The above is now wrapped into a [one-line command in `WVPlots`](https://winvector.github.io/WVPlots/reference/PairPlot.html).


----

The `cdata` package develops the idea of the ["coordinatized data" theory](https://winvector.github.io/FluidData/RowsAndColumns.html) and includes an implementation of the ["fluid data" methodology](https://winvector.github.io/FluidData/FluidData.html).   

The main `cdata` interfaces are given by the following set of methods:

  * [`rowrecs_to_blocks_spec()`](https://winvector.github.io/cdata/reference/rowrecs_to_blocks_spec.html), for specifying how single row records map to general multi-row (or block) records.
  * [`blocks_to_rowrecs_spec()`](https://winvector.github.io/cdata/reference/blocks_to_rowrecs_spec.html), for specifying how multi-row block records map to single-row records.
  * [`layout_specification()`](https://winvector.github.io/cdata/reference/layout_specification.html), for specifying transforms from multi-row records to other multi-row records.
  * [`layout_by()`](https://winvector.github.io/cdata/reference/layout_by.html) or the [wrapr dot arrow pipe](https://winvector.github.io/wrapr/reference/dot_arrow.html) for applying a layout to re-arrange data.
  * `t()` (transpose/adjoint) to invert or reverse layout specifications.

Some convenience functions include:

  * [`pivot_to_rowrecs()`](https://winvector.github.io/cdata/reference/pivot_to_rowrecs.html), for moving data from multi-row block records with one value per row (a single column of values) to single-row records `spread` or `dcast`.
  * [`pivot_to_blocks()`/`unpivot_to_blocks()`](https://winvector.github.io/cdata/reference/unpivot_to_blocks.html), for moving data from single-row records to possibly multi row block records with one row per value (a single column of values) `gather` or `melt`.
  * [`wrapr::qchar_frame()`](https://winvector.github.io/wrapr/reference/qchar_frame.html) a helper function for specifying record control table layout specifications.
 * [`wrapr::build_frame()`](https://winvector.github.io/wrapr/reference/build_frame.html) a helper function for specifying data frames.
  
The package vignettes can be found in the "Articles" tab of [the `cdata` documentation site](https://winvector.github.io/cdata/).

The (older) recommended tutorial is: [Fluid data reshaping with cdata](https://winvector.github.io/FluidData/FluidDataReshapingWithCdata.html).
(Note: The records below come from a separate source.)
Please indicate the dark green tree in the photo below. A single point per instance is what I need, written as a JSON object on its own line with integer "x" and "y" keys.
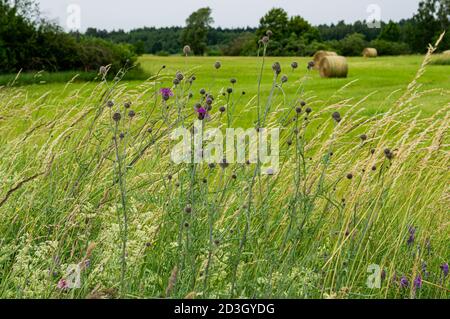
{"x": 390, "y": 32}
{"x": 196, "y": 31}
{"x": 277, "y": 21}
{"x": 430, "y": 21}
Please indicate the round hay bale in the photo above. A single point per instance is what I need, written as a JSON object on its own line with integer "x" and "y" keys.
{"x": 319, "y": 55}
{"x": 333, "y": 67}
{"x": 370, "y": 53}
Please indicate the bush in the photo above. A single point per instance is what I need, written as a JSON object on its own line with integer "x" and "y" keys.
{"x": 97, "y": 52}
{"x": 162, "y": 53}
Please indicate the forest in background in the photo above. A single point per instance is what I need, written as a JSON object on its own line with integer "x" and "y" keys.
{"x": 30, "y": 43}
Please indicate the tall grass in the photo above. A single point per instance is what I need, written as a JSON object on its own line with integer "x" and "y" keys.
{"x": 346, "y": 197}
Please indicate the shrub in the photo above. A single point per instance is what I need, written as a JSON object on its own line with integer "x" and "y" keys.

We also have a (older) [short free cdata screencast](https://youtu.be/4cYbP3kbc0k) (and another example can be found [here](https://winvector.github.io/FluidData/DataWranglingAtScale.html)).  These concepts were later adapted from `cdata` by the `tidyr` package.

----

Install via CRAN:

```{r, eval=FALSE}
install.packages("cdata")
```

----


Note: `cdata` is targeted at data with "tame column names" (column names that are valid both in databases, and as `R` unquoted variable names) and basic types (column values that are simple `R` types such as `character`, `numeric`, `logical`, and so on).